IDEO’s Living Climate Change site invites design thinkers to participate in imagining what life will be like in 20 or 30 years as we move along the path toward reduced carbon emissions. LivingClimateChange.com is intended as a place to contribute fresh thinking and share provocative ideas about the future.
The production schedule from shooting to finishing spanned only nine days, during which time Silverman led a team of six designers from Bonfire and one editor, Jim Farber from Phoenix Editorial. Working closely with director Roshi Givechi, Silverman oversaw a live-action shoot at IDEO’s San Francisco office. Back at Bonfire, this material was hand-rotoscoped using Adobe After Effects and in a time-consuming process, traced frame by frame in an illustrative style. Autodesk Maya was used to create additional 3D elements such as the globe, farming building, construction site and cornfields. Hand-drawn typography was also rendered in After Effects.

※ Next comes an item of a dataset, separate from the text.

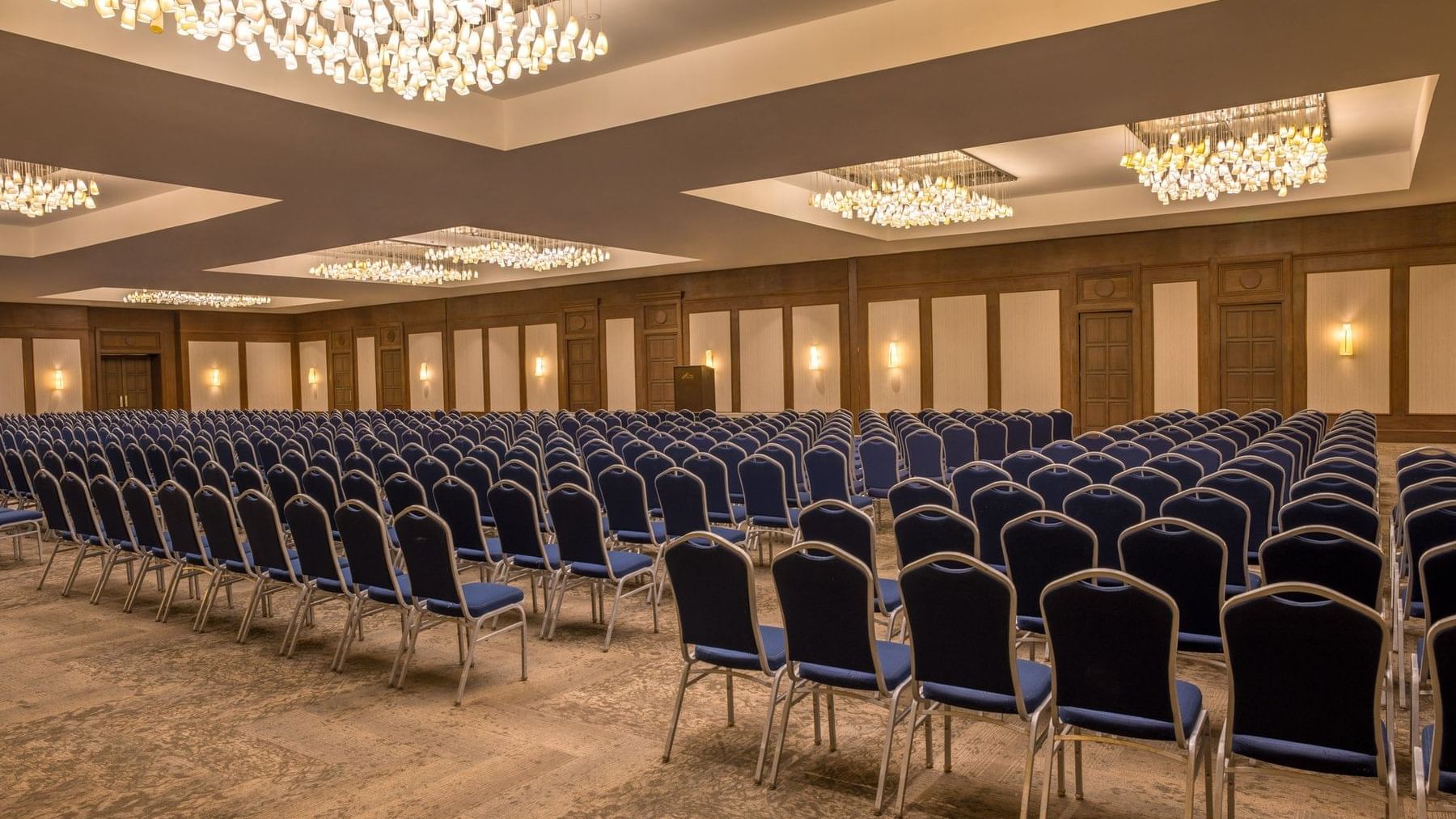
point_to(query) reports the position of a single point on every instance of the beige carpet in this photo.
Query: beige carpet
(104, 713)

“The welcome film asks designers to contribute their films, art and other media to the site,” said Bonfire Creative Director Matt Silverman. “So we proposed to render the film in an eclectic style, mixing 3D, animation, live-action, hand drawing and rotoscoping, without favouring one style or another.”
“We wanted contributors to join in the conversation with their own style,” he continued. “The experience working with IDEO was amazing — Roshi was a pleasure to work with. She’s whip-smart, has a keen design and conceptual eye and really pushed us creatively.”
The film is viewable at www.livingclimatechange.com and as a downloadable video for the iPhone.